As origens de August Horch e o nascimento da Audi
Voltando ao fim do século XIX, em pleno período de forte espírito empreendedor na Europa, surgia na Alemanha uma pequena fabricante de automóveis criada pelo empresário August Horch: a A. Horch & Cie.
Só que, depois de desentendimentos com integrantes da companhia, Horch resolveu sair do projeto e abrir uma nova empresa com o mesmo nome. O problema é que a legislação não permitia que ele adotasse uma denominação semelhante.
Auto Union
Teimoso por natureza, August Horch decidiu seguir adiante com a ideia. A saída encontrada foi traduzir o sobrenome para o latim: “horch” quer dizer “ouvir” em alemão e, em latim, isso se diz “audi”. Ficou algo do género: Audi Automobilwerke GmbH Zwickau.

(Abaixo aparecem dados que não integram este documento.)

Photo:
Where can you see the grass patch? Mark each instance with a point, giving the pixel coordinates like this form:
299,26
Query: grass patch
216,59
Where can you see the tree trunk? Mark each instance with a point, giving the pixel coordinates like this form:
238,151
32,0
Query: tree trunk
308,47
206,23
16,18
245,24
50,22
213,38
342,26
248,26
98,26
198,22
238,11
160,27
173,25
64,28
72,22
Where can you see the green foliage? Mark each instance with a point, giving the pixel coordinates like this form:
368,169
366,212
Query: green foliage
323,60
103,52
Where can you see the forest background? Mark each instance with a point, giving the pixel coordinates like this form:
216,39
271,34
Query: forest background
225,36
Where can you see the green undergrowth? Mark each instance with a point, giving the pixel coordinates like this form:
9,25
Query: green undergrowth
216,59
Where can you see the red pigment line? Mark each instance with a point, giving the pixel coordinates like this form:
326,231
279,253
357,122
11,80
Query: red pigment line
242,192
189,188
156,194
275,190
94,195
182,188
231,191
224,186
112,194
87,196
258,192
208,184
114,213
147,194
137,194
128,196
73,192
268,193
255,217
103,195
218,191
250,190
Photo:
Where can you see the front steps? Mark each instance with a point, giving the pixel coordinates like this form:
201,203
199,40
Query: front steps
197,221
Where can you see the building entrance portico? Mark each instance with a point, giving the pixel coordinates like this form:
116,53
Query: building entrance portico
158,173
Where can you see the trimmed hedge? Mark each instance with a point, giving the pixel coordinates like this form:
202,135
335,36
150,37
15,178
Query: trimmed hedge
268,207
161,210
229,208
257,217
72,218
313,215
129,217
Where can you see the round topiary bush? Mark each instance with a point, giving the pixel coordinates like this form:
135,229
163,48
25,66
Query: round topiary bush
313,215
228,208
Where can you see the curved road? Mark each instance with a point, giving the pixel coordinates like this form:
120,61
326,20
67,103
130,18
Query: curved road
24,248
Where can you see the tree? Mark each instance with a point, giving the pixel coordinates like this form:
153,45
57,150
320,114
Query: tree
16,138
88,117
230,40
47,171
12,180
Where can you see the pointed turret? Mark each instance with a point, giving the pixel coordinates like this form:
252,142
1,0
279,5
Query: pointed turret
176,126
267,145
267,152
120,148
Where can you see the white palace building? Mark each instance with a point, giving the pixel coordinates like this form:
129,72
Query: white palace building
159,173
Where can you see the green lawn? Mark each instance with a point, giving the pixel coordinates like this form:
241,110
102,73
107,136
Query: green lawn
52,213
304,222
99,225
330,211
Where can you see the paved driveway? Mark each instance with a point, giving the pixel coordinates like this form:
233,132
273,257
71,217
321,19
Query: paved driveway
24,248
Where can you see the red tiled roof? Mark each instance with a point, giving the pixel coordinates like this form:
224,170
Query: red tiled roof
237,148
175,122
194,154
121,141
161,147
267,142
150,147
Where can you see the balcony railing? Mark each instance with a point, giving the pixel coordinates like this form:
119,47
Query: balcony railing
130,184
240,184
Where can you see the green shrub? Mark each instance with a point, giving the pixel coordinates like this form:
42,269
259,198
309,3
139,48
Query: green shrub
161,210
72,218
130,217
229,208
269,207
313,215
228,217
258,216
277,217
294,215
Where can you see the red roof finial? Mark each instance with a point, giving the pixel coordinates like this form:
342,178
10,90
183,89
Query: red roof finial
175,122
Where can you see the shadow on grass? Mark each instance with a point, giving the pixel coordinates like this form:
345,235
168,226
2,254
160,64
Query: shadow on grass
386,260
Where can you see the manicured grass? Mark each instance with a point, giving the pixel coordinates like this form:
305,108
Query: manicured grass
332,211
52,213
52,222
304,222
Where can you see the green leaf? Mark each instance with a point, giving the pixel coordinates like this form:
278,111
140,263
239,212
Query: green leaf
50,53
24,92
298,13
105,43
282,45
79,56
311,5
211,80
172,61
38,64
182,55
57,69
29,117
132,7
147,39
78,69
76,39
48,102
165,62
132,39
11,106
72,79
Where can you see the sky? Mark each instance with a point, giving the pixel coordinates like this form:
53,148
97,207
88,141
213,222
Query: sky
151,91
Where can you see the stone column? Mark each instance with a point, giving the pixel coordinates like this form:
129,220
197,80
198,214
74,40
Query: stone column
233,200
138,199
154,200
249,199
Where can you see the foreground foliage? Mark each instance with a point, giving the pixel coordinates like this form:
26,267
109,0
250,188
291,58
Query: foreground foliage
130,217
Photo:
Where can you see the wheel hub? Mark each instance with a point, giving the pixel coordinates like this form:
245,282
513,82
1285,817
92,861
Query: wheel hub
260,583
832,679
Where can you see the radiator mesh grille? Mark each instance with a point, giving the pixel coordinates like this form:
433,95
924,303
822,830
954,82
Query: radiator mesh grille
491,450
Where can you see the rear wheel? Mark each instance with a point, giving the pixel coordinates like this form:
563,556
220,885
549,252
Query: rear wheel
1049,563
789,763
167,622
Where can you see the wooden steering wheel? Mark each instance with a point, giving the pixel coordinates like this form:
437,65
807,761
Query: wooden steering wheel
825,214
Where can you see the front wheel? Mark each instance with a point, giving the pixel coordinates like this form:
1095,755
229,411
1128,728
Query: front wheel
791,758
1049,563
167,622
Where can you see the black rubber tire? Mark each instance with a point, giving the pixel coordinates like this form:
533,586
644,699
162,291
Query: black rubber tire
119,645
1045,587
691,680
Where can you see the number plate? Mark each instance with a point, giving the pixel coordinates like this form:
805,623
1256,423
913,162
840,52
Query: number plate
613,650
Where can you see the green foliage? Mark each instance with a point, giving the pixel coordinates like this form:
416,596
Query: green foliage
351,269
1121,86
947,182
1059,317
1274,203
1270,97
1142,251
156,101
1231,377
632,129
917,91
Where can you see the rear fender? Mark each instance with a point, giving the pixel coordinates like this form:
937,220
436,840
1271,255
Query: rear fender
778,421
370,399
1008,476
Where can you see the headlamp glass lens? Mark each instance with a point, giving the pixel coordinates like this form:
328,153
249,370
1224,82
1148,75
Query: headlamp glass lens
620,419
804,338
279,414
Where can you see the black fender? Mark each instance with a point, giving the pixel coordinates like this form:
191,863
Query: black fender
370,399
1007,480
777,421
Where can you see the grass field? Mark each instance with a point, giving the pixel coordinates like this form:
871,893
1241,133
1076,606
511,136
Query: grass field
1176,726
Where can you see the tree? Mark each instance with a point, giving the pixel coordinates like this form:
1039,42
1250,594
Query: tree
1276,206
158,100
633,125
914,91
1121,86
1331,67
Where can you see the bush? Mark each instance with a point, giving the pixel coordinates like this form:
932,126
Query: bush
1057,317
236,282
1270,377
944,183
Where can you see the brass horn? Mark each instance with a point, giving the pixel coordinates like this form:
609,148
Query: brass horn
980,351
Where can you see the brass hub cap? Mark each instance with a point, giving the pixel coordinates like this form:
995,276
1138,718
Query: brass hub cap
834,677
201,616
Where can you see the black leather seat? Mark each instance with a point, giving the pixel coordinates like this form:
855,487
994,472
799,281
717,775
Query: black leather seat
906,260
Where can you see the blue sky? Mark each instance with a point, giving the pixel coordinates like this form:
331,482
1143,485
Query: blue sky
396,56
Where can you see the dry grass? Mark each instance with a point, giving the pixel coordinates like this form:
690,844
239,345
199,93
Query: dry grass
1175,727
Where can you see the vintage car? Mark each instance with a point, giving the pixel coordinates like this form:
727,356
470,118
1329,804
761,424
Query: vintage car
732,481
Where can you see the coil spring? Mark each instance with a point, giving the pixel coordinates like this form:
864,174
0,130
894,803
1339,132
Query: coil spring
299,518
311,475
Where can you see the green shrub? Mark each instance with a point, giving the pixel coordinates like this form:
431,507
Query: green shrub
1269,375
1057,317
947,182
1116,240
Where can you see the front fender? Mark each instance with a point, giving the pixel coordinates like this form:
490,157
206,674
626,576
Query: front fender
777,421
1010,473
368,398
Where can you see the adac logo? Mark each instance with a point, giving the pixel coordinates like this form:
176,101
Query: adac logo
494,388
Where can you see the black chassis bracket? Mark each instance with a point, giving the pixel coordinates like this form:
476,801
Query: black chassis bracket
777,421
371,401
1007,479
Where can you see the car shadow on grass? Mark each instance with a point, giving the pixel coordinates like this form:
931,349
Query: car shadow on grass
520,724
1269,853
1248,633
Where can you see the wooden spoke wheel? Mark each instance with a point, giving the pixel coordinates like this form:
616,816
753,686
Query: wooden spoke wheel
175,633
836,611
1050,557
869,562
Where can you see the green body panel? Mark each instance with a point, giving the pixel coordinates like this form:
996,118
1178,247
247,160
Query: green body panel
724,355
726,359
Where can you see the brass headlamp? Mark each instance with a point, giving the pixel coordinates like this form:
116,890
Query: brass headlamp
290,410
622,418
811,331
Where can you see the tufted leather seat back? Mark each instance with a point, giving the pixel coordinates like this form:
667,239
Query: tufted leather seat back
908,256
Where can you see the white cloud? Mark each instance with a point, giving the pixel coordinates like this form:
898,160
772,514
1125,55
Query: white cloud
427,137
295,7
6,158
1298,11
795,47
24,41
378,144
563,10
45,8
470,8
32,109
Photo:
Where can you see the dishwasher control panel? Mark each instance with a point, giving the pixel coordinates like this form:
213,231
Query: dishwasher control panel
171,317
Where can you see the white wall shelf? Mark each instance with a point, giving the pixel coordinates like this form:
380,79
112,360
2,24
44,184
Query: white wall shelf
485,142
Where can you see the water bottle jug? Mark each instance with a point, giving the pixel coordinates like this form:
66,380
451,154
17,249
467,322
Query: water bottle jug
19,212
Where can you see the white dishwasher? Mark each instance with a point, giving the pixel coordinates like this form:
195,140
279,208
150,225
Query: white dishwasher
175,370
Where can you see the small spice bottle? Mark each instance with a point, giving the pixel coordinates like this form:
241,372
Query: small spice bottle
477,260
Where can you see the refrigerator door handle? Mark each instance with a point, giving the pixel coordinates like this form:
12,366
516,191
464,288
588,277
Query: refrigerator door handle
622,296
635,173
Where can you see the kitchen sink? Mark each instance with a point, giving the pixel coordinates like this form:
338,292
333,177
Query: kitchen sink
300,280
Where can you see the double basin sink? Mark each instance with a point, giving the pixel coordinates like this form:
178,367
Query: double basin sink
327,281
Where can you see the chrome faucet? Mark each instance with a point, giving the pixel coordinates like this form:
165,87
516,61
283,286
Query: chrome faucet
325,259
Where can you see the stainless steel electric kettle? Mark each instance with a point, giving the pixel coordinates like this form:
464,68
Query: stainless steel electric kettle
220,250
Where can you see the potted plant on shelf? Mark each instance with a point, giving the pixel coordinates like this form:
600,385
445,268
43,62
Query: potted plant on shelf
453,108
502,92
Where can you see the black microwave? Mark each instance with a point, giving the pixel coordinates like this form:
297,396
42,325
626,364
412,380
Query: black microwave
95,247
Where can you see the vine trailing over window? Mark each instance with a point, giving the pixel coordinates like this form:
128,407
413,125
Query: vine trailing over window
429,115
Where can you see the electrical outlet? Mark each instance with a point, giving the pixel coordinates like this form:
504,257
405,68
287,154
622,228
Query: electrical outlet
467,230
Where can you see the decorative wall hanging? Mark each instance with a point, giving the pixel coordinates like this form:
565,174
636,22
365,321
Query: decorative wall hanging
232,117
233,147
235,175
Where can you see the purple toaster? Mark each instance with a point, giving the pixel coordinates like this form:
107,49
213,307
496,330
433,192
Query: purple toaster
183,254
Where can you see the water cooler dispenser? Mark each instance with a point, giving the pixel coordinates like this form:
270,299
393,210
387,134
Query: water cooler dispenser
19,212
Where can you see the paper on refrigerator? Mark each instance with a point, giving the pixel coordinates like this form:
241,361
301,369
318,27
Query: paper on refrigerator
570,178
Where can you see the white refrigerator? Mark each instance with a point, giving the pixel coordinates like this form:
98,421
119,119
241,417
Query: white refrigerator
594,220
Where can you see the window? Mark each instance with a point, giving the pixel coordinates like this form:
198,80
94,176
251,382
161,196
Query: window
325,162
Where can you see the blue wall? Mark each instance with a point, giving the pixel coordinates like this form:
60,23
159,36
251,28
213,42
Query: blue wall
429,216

Mais tarde, em 1932, porque o mundo é pequeno e redondo, a Audi se uniu à primeira empresa de Horch e ainda a outras duas marcas do setor automotivo. Assim, formou-se uma aliança entre a Audi, a Horch, a DKW (Dampf-Kraft-Wagen) e a Wanderer.
Dessa união nasceu a Auto Union AG, que se tornou o segundo maior fabricante de automóveis da Alemanha. O logotipo trazia quatro anéis - um para cada uma das empresas.
Depois da criação da Auto Union, a dúvida que não saía da cabeça de August Horch era o risco de fracasso ao colocar lado a lado quatro montadoras com ambições parecidas. A resposta foi fazer com que cada marca atuasse em um segmento diferente, reduzindo assim a chance de competição interna.
“Um bom logótipo é aquele que dá para ser desenhado na areia com um dedo do pé”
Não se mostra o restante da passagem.